Delta Wind Birds’s efforts focus on working with crop farmers, especially those who are growing corn, which is harvested early in the fall, to put water back out on crop fields after the corn is harvested. Benefits to the practice potentially serve multiple purposes. The temporary, shallow wetlands draw in birds that can hunt for invertebrates in the mud, aerating the soil with their beaks and depositing fertilizing nitrogen and phosphorus into the fields through digestion. In some cases, they’ve shown that crop yields are slightly higher on fields that have previously been flooded.

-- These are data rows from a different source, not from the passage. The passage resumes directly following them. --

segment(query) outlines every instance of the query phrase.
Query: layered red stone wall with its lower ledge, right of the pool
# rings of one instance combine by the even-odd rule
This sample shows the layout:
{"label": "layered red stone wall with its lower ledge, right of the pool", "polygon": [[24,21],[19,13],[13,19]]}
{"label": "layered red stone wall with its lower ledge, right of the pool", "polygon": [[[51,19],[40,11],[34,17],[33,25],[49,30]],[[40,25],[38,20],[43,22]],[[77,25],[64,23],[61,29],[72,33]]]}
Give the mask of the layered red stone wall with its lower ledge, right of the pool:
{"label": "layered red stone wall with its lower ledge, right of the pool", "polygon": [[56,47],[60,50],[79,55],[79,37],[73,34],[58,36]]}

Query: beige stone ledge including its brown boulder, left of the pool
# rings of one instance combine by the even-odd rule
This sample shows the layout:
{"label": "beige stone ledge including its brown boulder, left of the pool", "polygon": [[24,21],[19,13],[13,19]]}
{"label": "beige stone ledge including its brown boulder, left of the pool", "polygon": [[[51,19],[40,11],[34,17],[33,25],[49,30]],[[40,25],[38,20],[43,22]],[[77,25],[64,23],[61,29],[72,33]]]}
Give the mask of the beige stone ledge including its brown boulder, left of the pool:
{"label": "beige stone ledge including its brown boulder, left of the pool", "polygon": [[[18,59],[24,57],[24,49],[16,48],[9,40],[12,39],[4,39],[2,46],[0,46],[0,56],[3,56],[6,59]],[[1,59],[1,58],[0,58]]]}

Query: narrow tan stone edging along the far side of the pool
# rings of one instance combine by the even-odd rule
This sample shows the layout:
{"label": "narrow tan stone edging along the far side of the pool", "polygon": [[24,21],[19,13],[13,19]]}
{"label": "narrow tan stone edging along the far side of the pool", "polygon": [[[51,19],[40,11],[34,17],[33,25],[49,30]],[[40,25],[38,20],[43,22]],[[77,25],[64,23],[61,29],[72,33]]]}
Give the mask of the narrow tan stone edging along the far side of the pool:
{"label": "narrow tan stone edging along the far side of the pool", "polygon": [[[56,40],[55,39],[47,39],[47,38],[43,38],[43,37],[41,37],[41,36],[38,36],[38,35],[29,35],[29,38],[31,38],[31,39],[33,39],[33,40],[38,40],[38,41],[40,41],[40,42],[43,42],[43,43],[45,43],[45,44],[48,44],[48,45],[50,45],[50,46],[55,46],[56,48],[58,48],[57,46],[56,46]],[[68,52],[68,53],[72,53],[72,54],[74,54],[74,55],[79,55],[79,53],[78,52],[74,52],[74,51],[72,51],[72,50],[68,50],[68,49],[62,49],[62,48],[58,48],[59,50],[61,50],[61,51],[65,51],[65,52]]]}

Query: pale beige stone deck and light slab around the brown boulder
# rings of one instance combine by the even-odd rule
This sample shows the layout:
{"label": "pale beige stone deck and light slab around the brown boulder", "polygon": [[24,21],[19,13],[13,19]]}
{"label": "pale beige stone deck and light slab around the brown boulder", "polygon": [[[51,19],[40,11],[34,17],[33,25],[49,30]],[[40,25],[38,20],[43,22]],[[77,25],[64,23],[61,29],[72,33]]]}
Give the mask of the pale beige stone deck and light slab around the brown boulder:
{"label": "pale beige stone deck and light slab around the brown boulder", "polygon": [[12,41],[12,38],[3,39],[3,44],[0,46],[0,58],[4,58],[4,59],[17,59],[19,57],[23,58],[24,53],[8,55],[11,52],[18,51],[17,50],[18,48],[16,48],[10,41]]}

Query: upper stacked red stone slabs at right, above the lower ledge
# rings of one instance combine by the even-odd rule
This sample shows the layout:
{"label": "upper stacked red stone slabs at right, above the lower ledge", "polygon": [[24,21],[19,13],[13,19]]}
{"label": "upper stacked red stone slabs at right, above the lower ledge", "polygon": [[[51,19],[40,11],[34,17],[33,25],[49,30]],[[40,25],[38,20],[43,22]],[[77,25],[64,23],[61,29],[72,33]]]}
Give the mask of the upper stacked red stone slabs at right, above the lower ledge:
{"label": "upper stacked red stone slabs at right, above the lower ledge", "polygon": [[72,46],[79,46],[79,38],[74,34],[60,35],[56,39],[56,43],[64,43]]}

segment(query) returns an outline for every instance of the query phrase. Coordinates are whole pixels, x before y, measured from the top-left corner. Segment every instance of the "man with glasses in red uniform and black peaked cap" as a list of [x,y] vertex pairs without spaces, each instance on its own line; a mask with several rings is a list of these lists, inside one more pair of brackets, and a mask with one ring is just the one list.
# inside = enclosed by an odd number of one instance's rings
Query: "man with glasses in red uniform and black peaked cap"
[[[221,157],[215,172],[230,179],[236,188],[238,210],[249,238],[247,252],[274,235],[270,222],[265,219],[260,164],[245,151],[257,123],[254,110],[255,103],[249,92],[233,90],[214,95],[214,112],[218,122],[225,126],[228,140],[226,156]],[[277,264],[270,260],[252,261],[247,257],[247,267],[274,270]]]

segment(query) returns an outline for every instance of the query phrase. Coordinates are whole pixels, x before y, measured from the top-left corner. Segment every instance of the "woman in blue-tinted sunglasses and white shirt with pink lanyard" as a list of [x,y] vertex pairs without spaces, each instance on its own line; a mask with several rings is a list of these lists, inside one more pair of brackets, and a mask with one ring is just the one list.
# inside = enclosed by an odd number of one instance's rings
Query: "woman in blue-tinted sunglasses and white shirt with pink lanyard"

In addition to the group’s work with farmers, it also owns 14 acres bordering Sky Lake in the central Delta near Belozni. The DWB Sky Lake Nature Reserve is located across the water from Sky Lake Wildlife Management Area, a conservation district maintained by the Mississippi Department of Wildlife, Fisheries and Parks for recreation and sport. Visitors to the WMA can walk the half-mile, maintained boardwalk among these ancient trees, while visitors to the DWB Nature Reserve can pick out birds on the lake itself.
“Sky Lake WMA contains around its perimeter, and especially at the north and south ends, one of the best remnants of old-growth bottomland, hardwood trees in the southeast,” he says. “Specifically, it’s bald cypress and tupelo swamp, and some of the bald cypress trees there are more than 1,000 years old. They’re gigantic and ancient, and they’re really stunning.”
By contrast, the reserve is more rustic but offers direct access to the lake and the remnants of a bald cypress swamp along the water’s edge.
The group also helps private, non-agricultural concerns restore shorebird habitat. Four Winds Refuge, located a short distance from the DWB Sky Lake Nature Reserve, currently maintains 800 acres for private use. Bill Sullivan, one of the refuge’s owners, says they have used the property to raise bees, hunt small game and observe wildlife. “We have every kind of Mississippi mammal you could imagine on that place, so we have a lot of things to see and watch,” Sullivan says. “And we love to watch and manage for shorebirds.”
Sullivan says Delta Wind Birds works with him and the other owners to return the parcel back to its natural hydrology. “We’re looking to maintain habitat for wintering and migrating shorebirds, and rearing shorebirds is quite a niche—these birds travel thousands of miles back and forth, maybe across multiple continents,” he says. “Among all the shorebirds, these few 100 species of shorebirds are mysterious. We don’t understand what motivates them to do that, and we don’t understand much about them at all. And their numbers are plummeting.”
All of which, naturally, keeps the docket full for Delta Wind Birds.
“We love connecting with landowners who are looking for ways to be even more conservation-minded in the way they manage their land, and we can provide ideas for that and some resources, as well,” Hoeksema says. “That’s really at the center of our mission.”